The taste made me wonder if there was any soy sauce in them.

Adjust the cooking time and seasonings according to your tastes and these will certainly turn out delicious.

Yuzu kosho is a chili paste that's made with chili peppers and yuzu zest, along with salt.

Juicy Kara-age Chicken with Yuzu Pepper and Shio-koji step by step

  1. Cut the chicken into bite-sized pieces and marinate (with ingredients listed with a ☆) for 1 to 2 hours. Turn while marinating..

  2. Coat with katakuriko..

  3. Heat oil for deep frying up to 170° (a little lower than normal deep frying temperature). I usually use a little less oil then required to cover the chicken completely..

  4. While frying, try to turn over your chicken pieces. Be careful not to let them overcook..

  5. Theyre ready when perfectly crisp and beautifully golden brown. Dip in yuzu pepper paste if you'd like..

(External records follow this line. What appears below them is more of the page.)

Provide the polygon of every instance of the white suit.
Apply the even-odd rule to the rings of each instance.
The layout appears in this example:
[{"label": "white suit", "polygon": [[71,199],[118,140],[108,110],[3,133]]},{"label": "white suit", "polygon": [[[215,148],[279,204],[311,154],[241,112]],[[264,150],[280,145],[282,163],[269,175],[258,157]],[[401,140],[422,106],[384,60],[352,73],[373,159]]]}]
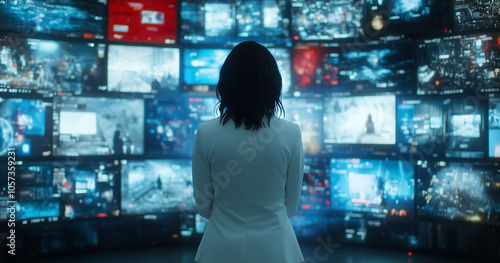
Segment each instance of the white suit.
[{"label": "white suit", "polygon": [[209,218],[196,253],[200,263],[304,261],[289,217],[297,211],[304,153],[298,125],[271,118],[257,131],[199,125],[193,187],[199,213]]}]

It's wonderfully fragrant and imparts a spicy kick to the sandwich without being overtly spicy.

To balance out the savory chicken, I like to include a thick slab of tomato, which adds a hint of balancing sweetness to sandwich, while making it even.

The taste made me wonder if there was any soy sauce in them.

Adjust the cooking time and seasonings according to your tastes and these will certainly turn out delicious.

Press out excess air, seal, and massage bag to evenly distribute shio koji.